Yeast infections don’t usually produce a strong odor, which is one way to distinguish them from bacterial infections. They also don’t change the vagina’s natural acidity, which stays in its normal range below 4.5.

Over-the-counter antifungal creams or suppositories are the standard first-line treatment, and they’re available at any pharmacy. If those don’t work, a healthcare provider can prescribe an oral antifungal. Treatment courses range from a single dose to up to 14 days depending on severity, and finishing the full course reduces the chance of recurrence.

Bacterial Vaginosis: Thin, Fishy-Smelling Discharge

Bacterial vaginosis (BV) can also produce white discharge, but it looks and smells different from both normal discharge and a yeast infection. BV discharge tends to be thin (not thick or clumpy), may appear white, gray, or greenish, and has a noticeable “fishy” odor. That smell often becomes stronger after sex.

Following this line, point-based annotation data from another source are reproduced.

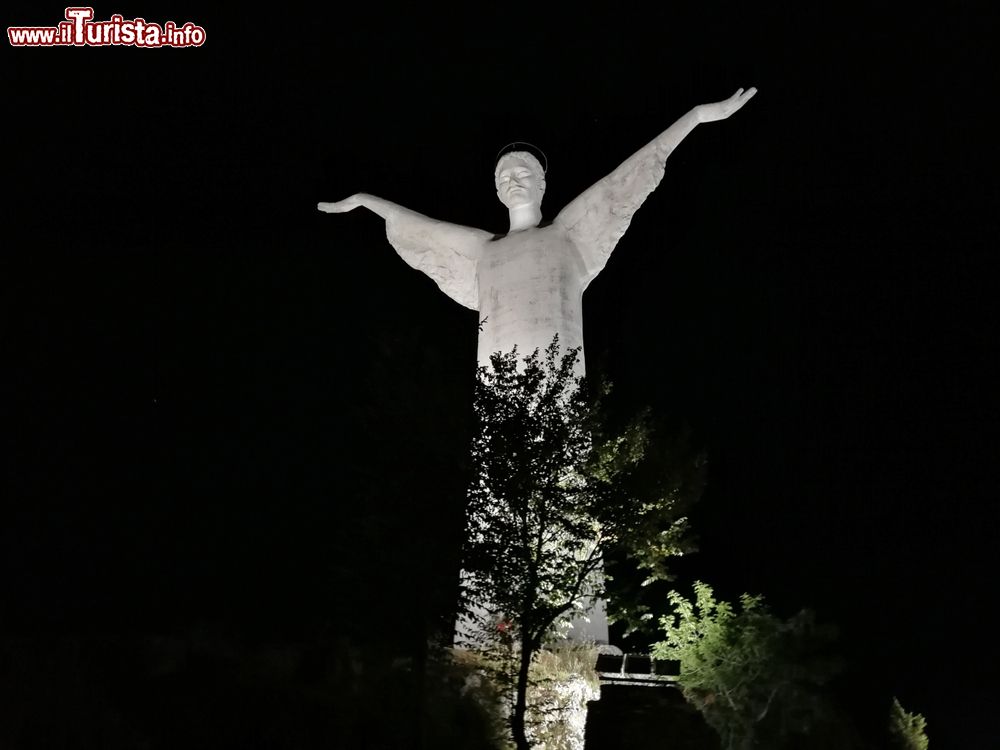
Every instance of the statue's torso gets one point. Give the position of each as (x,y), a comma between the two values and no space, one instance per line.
(530,286)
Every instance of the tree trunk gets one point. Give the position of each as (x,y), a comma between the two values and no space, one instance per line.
(521,700)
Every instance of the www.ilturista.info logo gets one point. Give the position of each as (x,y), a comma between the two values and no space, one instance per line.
(81,30)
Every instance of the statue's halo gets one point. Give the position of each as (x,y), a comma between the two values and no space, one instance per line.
(531,148)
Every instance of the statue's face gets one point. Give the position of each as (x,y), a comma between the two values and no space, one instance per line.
(518,184)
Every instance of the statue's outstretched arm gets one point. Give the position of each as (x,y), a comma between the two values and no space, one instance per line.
(446,252)
(599,216)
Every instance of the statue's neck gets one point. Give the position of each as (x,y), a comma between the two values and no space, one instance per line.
(524,217)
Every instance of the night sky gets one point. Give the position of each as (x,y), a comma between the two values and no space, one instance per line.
(190,345)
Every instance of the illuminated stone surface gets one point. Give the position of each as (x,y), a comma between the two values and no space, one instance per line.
(528,284)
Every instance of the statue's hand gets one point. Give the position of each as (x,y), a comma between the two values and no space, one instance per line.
(348,204)
(722,110)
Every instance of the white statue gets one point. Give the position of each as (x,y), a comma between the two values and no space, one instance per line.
(528,284)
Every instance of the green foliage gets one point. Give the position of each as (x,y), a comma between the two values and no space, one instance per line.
(753,676)
(907,730)
(555,491)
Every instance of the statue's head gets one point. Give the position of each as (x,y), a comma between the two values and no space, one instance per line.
(520,180)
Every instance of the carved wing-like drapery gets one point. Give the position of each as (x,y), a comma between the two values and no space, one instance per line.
(599,216)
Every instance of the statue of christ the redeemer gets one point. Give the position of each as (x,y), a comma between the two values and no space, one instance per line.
(528,284)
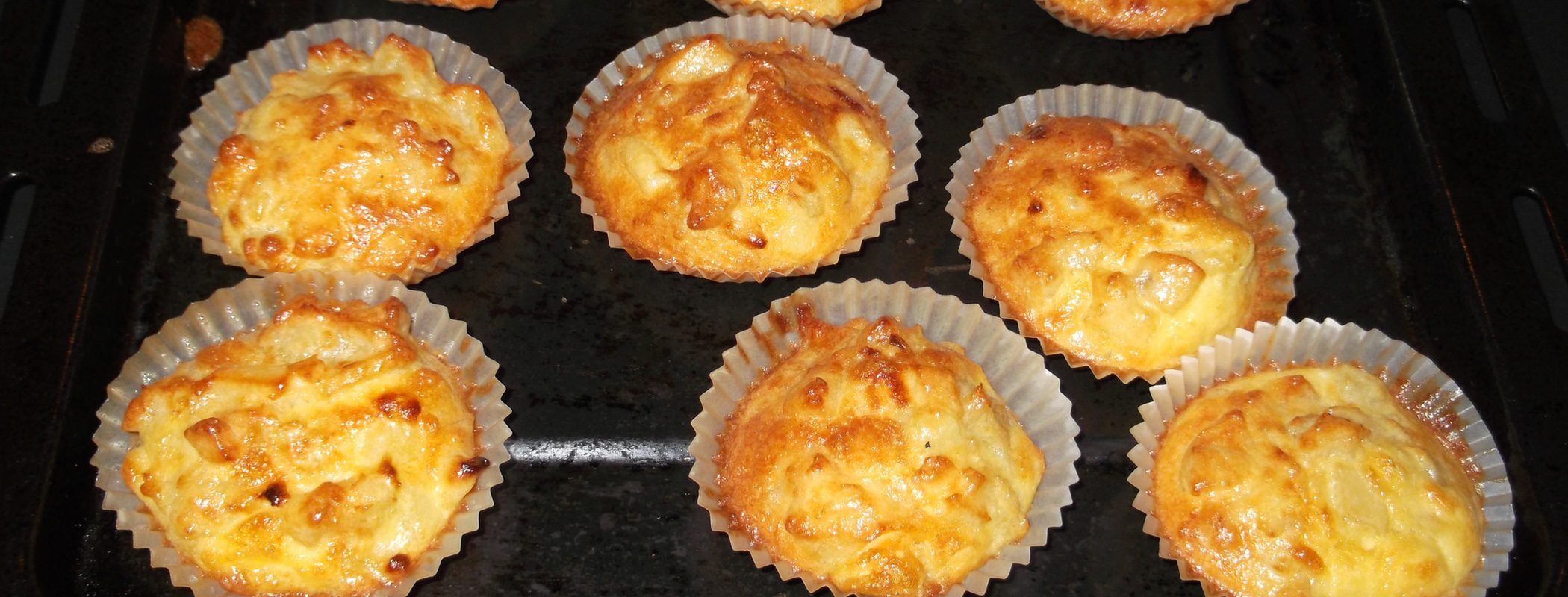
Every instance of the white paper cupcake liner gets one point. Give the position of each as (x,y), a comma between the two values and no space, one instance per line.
(855,61)
(1288,343)
(1015,372)
(1133,107)
(236,310)
(1067,18)
(248,82)
(751,7)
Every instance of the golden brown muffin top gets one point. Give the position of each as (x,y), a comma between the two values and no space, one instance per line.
(1316,481)
(359,163)
(322,453)
(1143,18)
(1120,246)
(877,460)
(735,157)
(811,8)
(461,5)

BV happens when the balance of bacteria in the vagina shifts, allowing certain types to overgrow. Unlike yeast infections, BV requires prescription antibiotics. Symptoms typically clear within two or three days of starting treatment, though you’ll need to complete the full five- to seven-day course to fully resolve the infection.

Could It Be an STI?

Some sexually transmitted infections can cause changes in vaginal discharge, though white discharge alone is rarely the only symptom. Chlamydia can cause abnormal vaginal discharge alongside painful urination, but many people with chlamydia have no symptoms at all, which is what makes testing important. Gonorrhea tends to produce a thicker, cloudy, or sometimes bloody discharge, often paired with burning during urination, bleeding between periods, or pelvic pain.

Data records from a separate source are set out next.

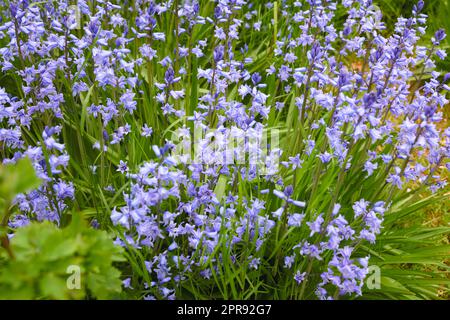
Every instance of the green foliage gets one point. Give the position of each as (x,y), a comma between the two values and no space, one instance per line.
(46,261)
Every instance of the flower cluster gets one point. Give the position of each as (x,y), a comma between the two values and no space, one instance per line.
(91,93)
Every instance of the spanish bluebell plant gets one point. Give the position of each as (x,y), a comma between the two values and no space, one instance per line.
(234,149)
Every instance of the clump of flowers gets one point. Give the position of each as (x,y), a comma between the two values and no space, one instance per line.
(225,144)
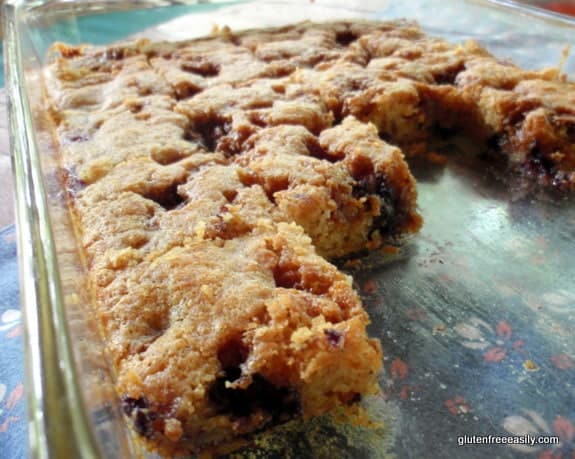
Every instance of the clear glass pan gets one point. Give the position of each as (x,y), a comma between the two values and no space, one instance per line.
(476,314)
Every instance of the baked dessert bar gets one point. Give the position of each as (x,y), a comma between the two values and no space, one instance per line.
(210,181)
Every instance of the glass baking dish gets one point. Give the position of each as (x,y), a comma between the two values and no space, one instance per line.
(476,313)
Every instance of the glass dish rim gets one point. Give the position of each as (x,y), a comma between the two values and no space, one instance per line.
(50,367)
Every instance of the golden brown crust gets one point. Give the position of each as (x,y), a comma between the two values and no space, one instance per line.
(209,179)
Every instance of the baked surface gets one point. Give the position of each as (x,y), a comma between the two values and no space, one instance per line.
(210,180)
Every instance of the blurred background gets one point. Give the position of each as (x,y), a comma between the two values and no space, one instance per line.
(566,7)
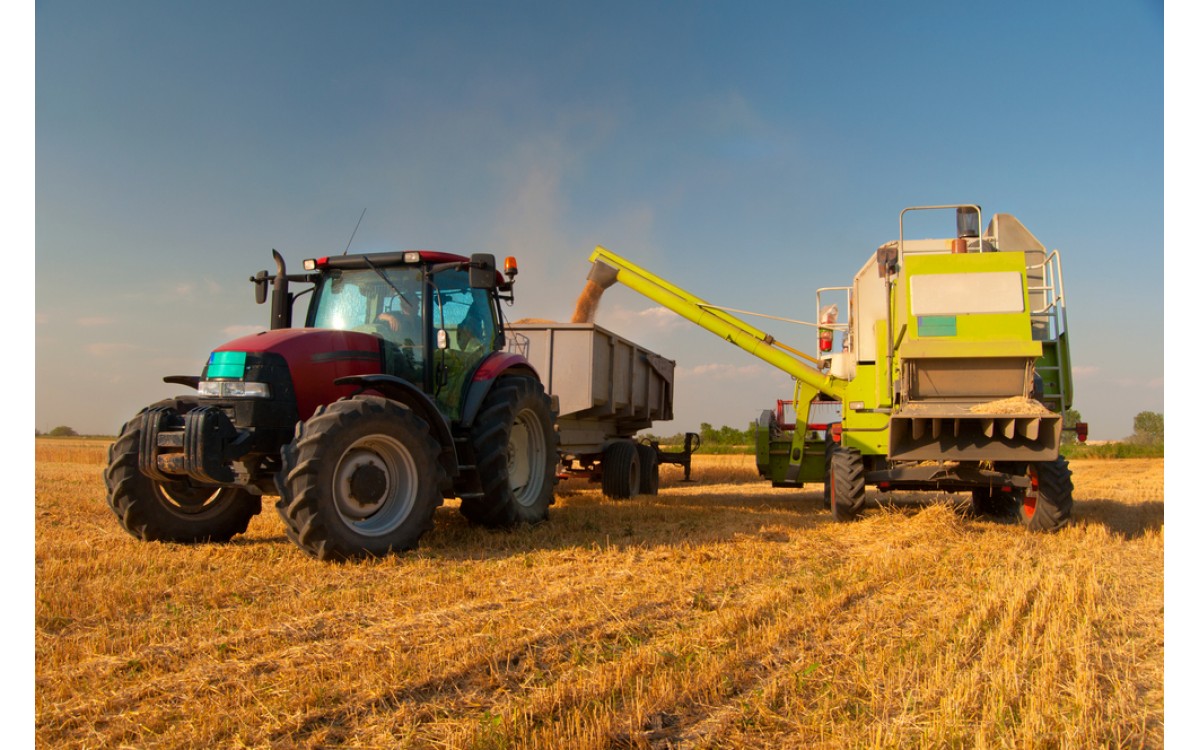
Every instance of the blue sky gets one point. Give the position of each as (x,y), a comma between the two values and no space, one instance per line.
(750,153)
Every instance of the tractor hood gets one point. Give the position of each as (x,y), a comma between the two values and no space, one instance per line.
(313,359)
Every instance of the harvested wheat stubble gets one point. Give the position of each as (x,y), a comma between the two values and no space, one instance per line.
(589,300)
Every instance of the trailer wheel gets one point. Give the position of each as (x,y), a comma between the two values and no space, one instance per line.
(621,471)
(360,479)
(648,459)
(1045,505)
(183,511)
(516,454)
(847,484)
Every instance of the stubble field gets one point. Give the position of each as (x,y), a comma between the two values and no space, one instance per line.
(721,613)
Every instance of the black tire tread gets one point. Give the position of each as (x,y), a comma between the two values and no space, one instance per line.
(497,505)
(133,498)
(307,513)
(847,491)
(616,467)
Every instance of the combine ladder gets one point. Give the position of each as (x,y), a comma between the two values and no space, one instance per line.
(1048,315)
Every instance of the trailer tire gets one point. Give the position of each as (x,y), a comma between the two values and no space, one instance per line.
(621,477)
(1047,505)
(516,455)
(360,479)
(648,459)
(847,484)
(183,511)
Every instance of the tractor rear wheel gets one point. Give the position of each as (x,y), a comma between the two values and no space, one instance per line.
(184,510)
(1045,505)
(621,471)
(648,459)
(360,479)
(516,454)
(847,484)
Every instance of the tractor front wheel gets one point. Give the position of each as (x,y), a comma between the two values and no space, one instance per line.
(516,453)
(184,510)
(847,484)
(360,479)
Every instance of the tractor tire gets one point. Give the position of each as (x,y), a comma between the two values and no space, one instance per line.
(621,471)
(516,454)
(648,459)
(847,484)
(1047,505)
(183,511)
(360,479)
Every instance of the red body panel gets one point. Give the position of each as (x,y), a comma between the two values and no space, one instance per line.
(316,357)
(498,363)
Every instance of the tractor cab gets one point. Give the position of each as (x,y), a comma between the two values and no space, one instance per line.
(435,318)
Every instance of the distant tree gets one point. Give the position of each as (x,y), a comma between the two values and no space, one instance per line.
(1069,419)
(1147,429)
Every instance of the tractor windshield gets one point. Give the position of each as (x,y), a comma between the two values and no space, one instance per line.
(385,301)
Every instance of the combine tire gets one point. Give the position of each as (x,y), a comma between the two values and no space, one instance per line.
(361,479)
(621,471)
(516,453)
(1045,505)
(181,511)
(648,459)
(847,484)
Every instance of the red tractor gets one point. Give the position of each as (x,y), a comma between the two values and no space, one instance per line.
(395,395)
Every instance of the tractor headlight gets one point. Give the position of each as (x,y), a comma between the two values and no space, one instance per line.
(234,389)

If your discharge changes alongside symptoms like pelvic pain, painful urination, bleeding between periods, or sores around the genital area, STI testing is a reasonable step. Both chlamydia and gonorrhea are treatable with antibiotics once diagnosed.

Signs That Discharge Isn’t Normal

Healthy vaginal discharge is clear, milky white, or off-white, with minimal or no odor. It can be watery, sticky, or pasty depending on the time of the month, and all of those textures fall within the normal range. You can generally tell something has shifted when the discharge changes in a way that’s unusual for you, especially when it comes with other symptoms.

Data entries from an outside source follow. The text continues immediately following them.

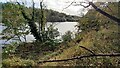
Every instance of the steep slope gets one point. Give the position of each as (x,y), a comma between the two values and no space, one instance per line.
(99,34)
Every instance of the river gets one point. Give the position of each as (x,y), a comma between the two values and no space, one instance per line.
(62,28)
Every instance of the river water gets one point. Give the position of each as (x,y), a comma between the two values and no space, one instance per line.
(62,28)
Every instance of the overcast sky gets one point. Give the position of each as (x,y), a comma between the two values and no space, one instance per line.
(59,5)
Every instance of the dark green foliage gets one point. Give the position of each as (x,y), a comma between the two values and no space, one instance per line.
(67,37)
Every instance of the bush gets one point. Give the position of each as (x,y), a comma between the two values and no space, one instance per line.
(17,62)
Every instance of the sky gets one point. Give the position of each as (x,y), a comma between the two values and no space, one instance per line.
(59,5)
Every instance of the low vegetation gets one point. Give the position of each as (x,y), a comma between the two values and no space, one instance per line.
(99,34)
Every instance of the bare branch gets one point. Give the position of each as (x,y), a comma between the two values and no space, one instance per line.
(69,5)
(87,50)
(80,57)
(104,13)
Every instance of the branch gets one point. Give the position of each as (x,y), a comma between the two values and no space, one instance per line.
(23,12)
(69,5)
(104,13)
(80,57)
(88,50)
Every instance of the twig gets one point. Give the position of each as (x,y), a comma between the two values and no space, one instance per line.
(87,50)
(80,57)
(69,5)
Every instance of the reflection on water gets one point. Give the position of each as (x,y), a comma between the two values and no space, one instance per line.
(62,28)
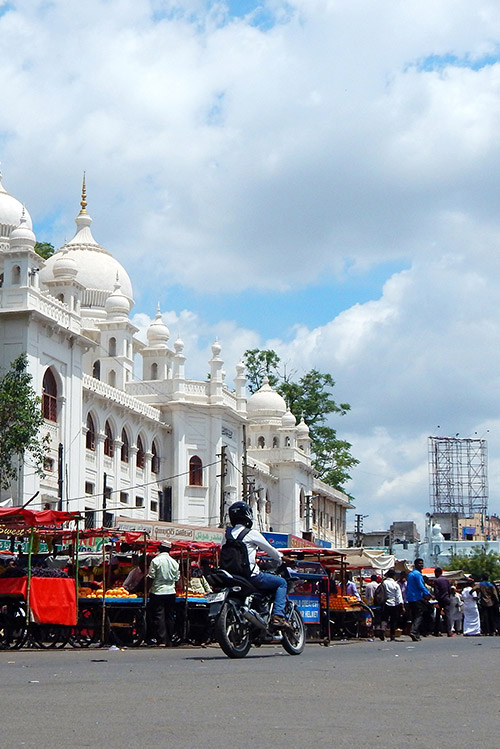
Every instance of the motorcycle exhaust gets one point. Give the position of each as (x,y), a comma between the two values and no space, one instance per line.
(254,618)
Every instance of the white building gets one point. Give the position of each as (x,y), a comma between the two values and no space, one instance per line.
(150,448)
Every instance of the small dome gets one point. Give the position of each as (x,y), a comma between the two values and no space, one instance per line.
(117,305)
(65,267)
(288,420)
(11,211)
(266,404)
(158,333)
(302,429)
(22,235)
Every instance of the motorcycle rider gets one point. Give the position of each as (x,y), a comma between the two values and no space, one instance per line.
(241,516)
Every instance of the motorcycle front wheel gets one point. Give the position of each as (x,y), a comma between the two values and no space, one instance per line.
(294,639)
(232,635)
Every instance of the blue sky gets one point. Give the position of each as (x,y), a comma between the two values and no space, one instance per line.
(319,176)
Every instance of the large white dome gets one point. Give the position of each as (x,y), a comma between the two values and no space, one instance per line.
(98,271)
(266,404)
(11,211)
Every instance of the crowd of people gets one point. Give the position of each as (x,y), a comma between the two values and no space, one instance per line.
(420,605)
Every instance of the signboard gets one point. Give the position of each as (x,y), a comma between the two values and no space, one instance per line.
(278,540)
(308,607)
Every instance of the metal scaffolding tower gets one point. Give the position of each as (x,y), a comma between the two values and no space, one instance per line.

Pay attention if your discharge develops a strong or foul smell, turns yellow, green, or gray, becomes unusually thick and clumpy, or is accompanied by itching, burning, soreness, or pelvic pain. Any of these combinations suggests an infection that may need treatment.

Keeping Discharge Healthy

The vagina maintains its own bacterial ecosystem, and the most effective thing you can do is avoid disrupting it. The American College of Obstetricians and Gynecologists specifically recommends against douching, which washes away protective bacteria and can actually trigger infections like BV. Feminine sprays, deodorants, “full body deodorants,” baby wipes, and talcum powders are also not recommended and can make things worse.

For everyday cleaning, wash the vulva (the outer area only) with plain, fragrance-free soap and lukewarm water, then gently pat dry. Use deodorant-free menstrual products without plastic coatings. The less you introduce to the vaginal environment, the better it regulates itself.